Reconstructive Oral and Maxillofacial Surgery
• Posterior Mandibular Augmentation
• Pectoralis Major Myocutaneous Flap
Posterior Mandibular Augmentation
Assessment
Caucasian male, 69 years old, with a history of hypercholesterolemia, prostatic hypertrophy, GERD, chronic neck pain, and chronic rhinitis/sinusitis presents for an evaluation for dental implant placement after extraction of periodontally involved teeth. The physical exam reveals vertical insufficiency of the right mandibular and bilateral maxillary posterior alveolar ridges, in addition to a horizontal alveolar deficiency of the right mandibular posterior alveolar ridge (Figure 12-1).
Figure 12-1 A, Initial panoramic radiograph showing generalized periodontal disease and insufficient height of bilateral maxillary and right mandibular posterior alveolar ridges for implant placement. B, Right posterior mandible showing severe periodontal disease and buccal horizontal defects at the posterior area.
Treatment
Alveolar deficiencies of the posterior mandible present unique surgical challenges. Defects must be accurately assessed for the horizontal and vertical deficiencies of bone and the amount of keratinized tissue available to support the final prosthesis. A host of reconstructive techniques and materials must be considered, and the most appropriate method selected to maximize the individual patient’s outcome (Figure 12-2). The success of endosteal implant restorations and prostheses has made augmentation of the posterior mandible a necessary skill for oral and maxillofacial surgeons. The use of titanium mesh, autogenous bone, allogeneic/xenogeneic bone, and inlay bone grafting is discussed later.

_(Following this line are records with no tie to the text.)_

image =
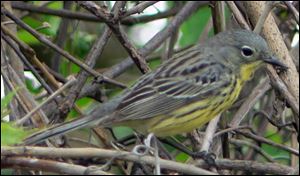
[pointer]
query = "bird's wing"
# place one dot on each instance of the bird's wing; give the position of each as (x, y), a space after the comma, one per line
(190, 77)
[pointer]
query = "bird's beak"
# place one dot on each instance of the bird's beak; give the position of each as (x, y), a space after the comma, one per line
(275, 62)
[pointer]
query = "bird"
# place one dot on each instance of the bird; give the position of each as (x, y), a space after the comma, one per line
(183, 93)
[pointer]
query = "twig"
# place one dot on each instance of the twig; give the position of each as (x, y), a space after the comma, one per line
(238, 15)
(293, 9)
(88, 17)
(218, 15)
(255, 147)
(47, 42)
(267, 141)
(277, 45)
(267, 9)
(119, 33)
(257, 92)
(25, 61)
(100, 153)
(61, 37)
(51, 97)
(139, 8)
(154, 43)
(249, 166)
(49, 166)
(209, 133)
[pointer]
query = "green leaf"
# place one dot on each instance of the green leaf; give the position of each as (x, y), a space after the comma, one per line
(193, 27)
(121, 132)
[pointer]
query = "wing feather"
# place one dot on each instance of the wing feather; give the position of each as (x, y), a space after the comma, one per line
(173, 86)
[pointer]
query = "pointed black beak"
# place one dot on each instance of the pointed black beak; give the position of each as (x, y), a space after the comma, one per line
(275, 62)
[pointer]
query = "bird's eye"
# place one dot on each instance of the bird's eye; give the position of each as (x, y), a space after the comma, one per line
(247, 51)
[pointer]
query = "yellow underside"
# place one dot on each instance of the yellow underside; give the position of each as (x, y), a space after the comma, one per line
(167, 125)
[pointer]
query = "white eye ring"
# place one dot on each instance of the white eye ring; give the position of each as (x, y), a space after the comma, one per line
(247, 51)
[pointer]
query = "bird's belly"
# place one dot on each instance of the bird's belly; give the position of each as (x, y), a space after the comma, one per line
(170, 125)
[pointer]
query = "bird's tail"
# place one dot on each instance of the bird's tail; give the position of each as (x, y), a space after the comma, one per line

Figure 12-2 A, Panoramic radiograph showing titanium mesh placement for posterior ridge augmentation. A mixture of autogenous bone from a right mandibular torus, hydroxyapatite, and platelet-rich plasma was used under the mesh. B, Titanium mesh after 6 months of healing, with pseudomembrane intact. C, Implant placement at teeth #28, #29, and #30 after titanium mesh removal. D, Final panoramic radiograph showing right mandibular implants with restoration. The patient also underwent bilateral maxillary sinus lifts, right maxillary ridge split osteotomy, and implant placement at teeth #3, #5, #11, #12, #14, #18, and #20. E, Postoperative photograph showing restored posterior mandibular implants in function 8 years after placement.
Vertical Defects
In 2009, Esposito and colleagues performed a Cochrane systematic review of randomized controlled trials (RCTs) for horizontal and vertical ridge augmentation. Of the 13 trials that met the inclusion criteria, 10, enrolling 218 patients, addressed vertical ridge augmentation. Analysis of the trials found that vertical augmentation resulted in a high complication rate (20% to 60%) and graft failure rates of 10% to 15%. Interestingly, two split-mouth trials compared alloplastic grafting (anorganic bovine bone and Regenaform, respectively) with autogenous bone grafting (iliac crest and particulate bone) and showed no statistical difference in outcomes. Although both studies had small sample sizes (10 and 5 patients), the reduction in operative time, cost, and patient discomfort certainly justify further investigation. The review also included a meta-analysis of two RCTs examining mandibular ridge augmentation (iliac crest inlay graft and anorganic bovine inlay) versus short implant placement without augmentation. The meta-analysis showed an increased implant failure rate (borderline significance; p = 0.06), and a statistically significant increase in the complication rate in the augmented group. The additional time, cost (e.g., general anesthesia, hospitalization), and patient discomfort are also important factors. However, the long-term outcomes of short implants in the posterior mandible have not been adequately evaluated to date.
Discussion
With the growing popularity of implant restorations, mandibular ridge augmentation has become a necessary skill for oral and maxillofacial surgeons. The posterior mandible can be a particularly difficult area to successfully augment due to the unique anatomy of the area. A thorough understanding of surgical techniques and bone grafting options is vital to maximizing the final functional and esthetic outcomes for the patient (Figure 12-3).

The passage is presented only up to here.